(November 17, 2022) “A co-worker once told me I looked like a terrorist. While simply going about my daily life, strangers on the street have asked me if I’m carrying a bomb, or what I’m hiding under my turban. It saddened me that my turban, my spiritual crown, the most sacred object on my body, had become an object of fear. My experiences of discrimination were far from the accepting multicultural Australian society I had known and loved since I arrived here (Australia) as a fifteen-year-old,” Amar Singh writes on the website of Turbans for Australia, a Sikh-led charity organisation that helps Australians in need. The organisation was Amar’s answer to hate as he wanted Australians to see Sikhs as people who could be trusted and turned to in times of need. Seven years later, the Sikh volunteer has been honoured with the 2023 New South Wales Australian of the Year Award for supporting the community during floods, bushfires, drought, and the pandemic.
Calling Singh New South Wales’ local hero, the government’s statement read, “The 41-year-old believes helping others should not be limited by religion, language or cultural background. He founded a charity after experiencing racial slurs and insults because of his Sikh turban and beard, and wanted to show people they didn’t need to be afraid and began helping struggling Australians.”
“Every week, Turbans 4 Australia package and distribute up to 450 food and grocery hampers to people experiencing food insecurity in Western Sydney. Turbans 4 Australia has delivered hay to farmers experiencing drought; supplies to flood victims in Lismore and bushfire-impacted people on the South Coast; and food hampers to the isolated and vulnerable during COVID-19 lockdowns,” it added.
Singh was just a teenager when he came to Australia and was passionate about community service from a young age. While he did his bit on a smaller scale, it was after the 9/11 attack that according to Amar “the first victim of a hate crime was an American Sikh.” But after experiencing ethnic slurs, he wanted to change Australians’ perspective on Sikhs. “I wanted to do so by following the teachings of my faith, particularly our strong tradition of helping those in need regardless of their race, religion, ethnicity or social status,” he writes on the website. And he knew the best way to teach others about the Sikh community and his faith was through charity work.
In the last seven years, Turbans 4 Australia has helped people during natural disasters like floods, bushfires, and cyclones, along with people facing homelessness, domestic violence, poverty, unemployment, and isolation.
Moreover, Singh organised Turban Fests across Australia to create awareness about the Sikh community. ” By tying turbans on people’s heads, we create an opportunity to chat without fellow Australians and show them that our turbans and beards are nothing to fear. We’ve staged traditional Bhangra dance performances and demonstrated the Sikh martial art of Gatka at venues throughout the nation, including official Australia Day celebrations in Sydney and Melbourne, the Cancer Council’s Relay for Life, and numerous multicultural events,” he adds.

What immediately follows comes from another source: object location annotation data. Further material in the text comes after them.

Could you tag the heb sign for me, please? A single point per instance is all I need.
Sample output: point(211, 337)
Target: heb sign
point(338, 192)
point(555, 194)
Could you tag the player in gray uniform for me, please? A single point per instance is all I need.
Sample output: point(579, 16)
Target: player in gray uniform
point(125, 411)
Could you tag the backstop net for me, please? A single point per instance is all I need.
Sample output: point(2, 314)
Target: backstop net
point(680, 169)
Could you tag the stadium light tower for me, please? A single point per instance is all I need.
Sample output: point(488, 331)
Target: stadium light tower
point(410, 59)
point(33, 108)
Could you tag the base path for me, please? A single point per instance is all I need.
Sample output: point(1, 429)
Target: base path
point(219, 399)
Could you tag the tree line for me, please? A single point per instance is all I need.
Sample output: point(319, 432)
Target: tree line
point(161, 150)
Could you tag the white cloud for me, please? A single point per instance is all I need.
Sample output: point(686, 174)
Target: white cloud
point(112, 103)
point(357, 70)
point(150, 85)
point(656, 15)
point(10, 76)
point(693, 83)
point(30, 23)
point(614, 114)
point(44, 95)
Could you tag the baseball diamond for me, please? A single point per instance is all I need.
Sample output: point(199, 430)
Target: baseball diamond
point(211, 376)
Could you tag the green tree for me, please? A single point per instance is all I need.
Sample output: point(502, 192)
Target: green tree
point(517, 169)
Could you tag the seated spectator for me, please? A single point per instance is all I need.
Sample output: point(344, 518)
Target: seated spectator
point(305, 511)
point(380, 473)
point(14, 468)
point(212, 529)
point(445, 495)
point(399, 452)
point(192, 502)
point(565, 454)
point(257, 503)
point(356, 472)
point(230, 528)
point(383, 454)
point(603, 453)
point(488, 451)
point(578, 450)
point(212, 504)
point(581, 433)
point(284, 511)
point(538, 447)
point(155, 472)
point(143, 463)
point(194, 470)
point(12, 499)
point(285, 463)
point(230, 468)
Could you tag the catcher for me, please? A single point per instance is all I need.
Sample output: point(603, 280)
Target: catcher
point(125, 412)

Singh’s mission is to help Australians in need along with breaking down the barriers of fear and misunderstanding by promoting multiculturalism. “With a charity van running in Queensland’s Brisbane and a new warehouse coming up in Victoria’s northern suburb of Thomastown, I can proudly say that ours is a national charity and as a humbled Sikh I hope that our team will continue to promote charity, compassion and multiculturalism for many years to come,” the Global Indian told sbs.com.au.